For instance, Microsoft used the BrainMaker neural network to fine-tune its direct mailing campaign, increasing its mail response rate from 4.9% to 8.2%. How? The network analyzed data associated with 25 variables such as the recent product purchased by a customer, the date of first product purchase and the time elapsed between the release of a new product and the purchase of the product.
By analyzing behavioral patterns associated with each of these purchases, the NN was made to score each of the users according to the likelihood of them opening a mailer. This allowed Microsoft to incisively target only those users with a higher likelihood of opening a second mailer from them, and thereby increase their mail response rate.
Segmentation and micro-targeting are key tactics in any marketing campaign; marketers need to be able to single out the customers that will respond positively to a product or service. A customer’s response, as we know, is influenced by a number of factors, including specific characteristics associated with them, such as their demographics, socio-economic status and geographic location, and more importantly, by their attitude and emotions at any given time.
Neural networks can be used effectively to segment the audience into distinct groups based on the above-mentioned qualifications. Unsupervised neural networks can be used to segment the data based on similarities in broader characteristics like their demographic or geographic locations; whereas, supervised neural networks can be used to create more incisive segments based on very precise conditions like their buying behavior or actions they took on marketing content, such as a download of a particular e-book or signing up for a newsletter.
Estimating a business’s future performance, both long and short-term, based on historical data, competitor and industry analysis, and economic trends is essential to its success. Insights drawn from sales forecasting can help a business make informed marketing decisions pertaining to their growth and increase in their sales revenue.

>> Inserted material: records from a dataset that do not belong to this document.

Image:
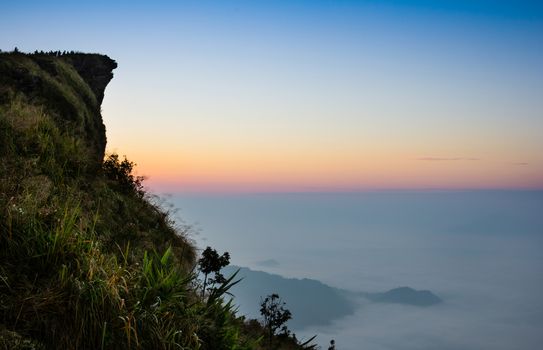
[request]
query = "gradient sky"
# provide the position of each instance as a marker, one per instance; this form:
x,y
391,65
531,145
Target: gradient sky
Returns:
x,y
311,95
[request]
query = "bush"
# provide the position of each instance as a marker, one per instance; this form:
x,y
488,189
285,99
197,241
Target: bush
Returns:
x,y
121,173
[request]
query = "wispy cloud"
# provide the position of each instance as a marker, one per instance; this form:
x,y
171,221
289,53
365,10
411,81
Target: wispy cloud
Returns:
x,y
442,159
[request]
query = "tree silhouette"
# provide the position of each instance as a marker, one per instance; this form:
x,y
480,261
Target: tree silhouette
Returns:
x,y
275,314
211,262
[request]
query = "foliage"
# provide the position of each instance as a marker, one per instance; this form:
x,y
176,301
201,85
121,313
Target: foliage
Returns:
x,y
212,262
275,314
121,172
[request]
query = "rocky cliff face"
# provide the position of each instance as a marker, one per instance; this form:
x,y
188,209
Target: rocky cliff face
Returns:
x,y
70,88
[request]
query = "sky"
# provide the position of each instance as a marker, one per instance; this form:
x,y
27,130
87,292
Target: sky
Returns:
x,y
243,96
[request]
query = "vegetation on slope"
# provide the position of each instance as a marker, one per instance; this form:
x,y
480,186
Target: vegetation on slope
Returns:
x,y
87,259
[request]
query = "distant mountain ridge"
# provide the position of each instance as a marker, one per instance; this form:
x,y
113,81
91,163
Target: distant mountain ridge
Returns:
x,y
405,295
312,302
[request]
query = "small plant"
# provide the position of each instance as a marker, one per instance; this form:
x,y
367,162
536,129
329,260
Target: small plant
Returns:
x,y
121,172
275,314
212,262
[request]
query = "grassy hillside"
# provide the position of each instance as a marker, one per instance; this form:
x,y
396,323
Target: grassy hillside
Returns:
x,y
87,259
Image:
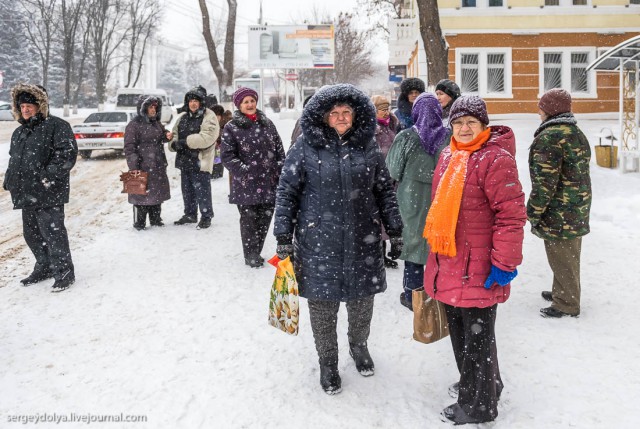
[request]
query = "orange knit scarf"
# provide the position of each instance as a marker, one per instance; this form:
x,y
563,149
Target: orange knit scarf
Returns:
x,y
440,227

Neural networks trained with the back-propagation algorithm can be used to predict future sales performances, product demand, and inventory control.
Gelling with ANN’s and Marketing
Does this mean that human involvement in marketing and sales activities will eventually disappear? The short answer: no. At least, not yet.
This fear isn’t without any basis, however. Technological progress in the field of ANN’s is now at the point where they can learn on their own with no human input: Google’s AlphaGo, the latest incarnation of the Go-playing AI, started devising its own moves to win the game within the space of three days – all without any human intervention. This has led the team at Deep Mind, Google’s AI group, to start applying it to real-world problems.
Likewise, in the field of content marketing, advances in neural networks have taken over nearly every aspect of it, right from content creation to content distribution.
So back to our question then, will the use of AI and ANNs completely knock human involvement out? According to a study done by the Future of Humanity Institute at Oxford University, the extent of AI involvement will depend on the specialty and precision required in the field. That means translational tasks – such as those undertaken by marketing and sales reps – will be largely replaced or augmented by AI-driven assistants by the year 2024.
How is that a good thing, you ask? In terms of the business’ success, it certainly is, for one. But, instead of putting marketers out of business, these advances would actually make their job easier, allowing them to focus their skillsets on coming up with newer, more effective strategies instead of number-crunching and data analysis. As we previously noted in our article on AI and Content Marketing, the advances in AI will mostly mean a shift in the skillsets required to handle the job.
Artificial intelligence isn’t going to yank the carpet from under marketers’ feet; if anything, it will help them grow into a more efficient version of themselves.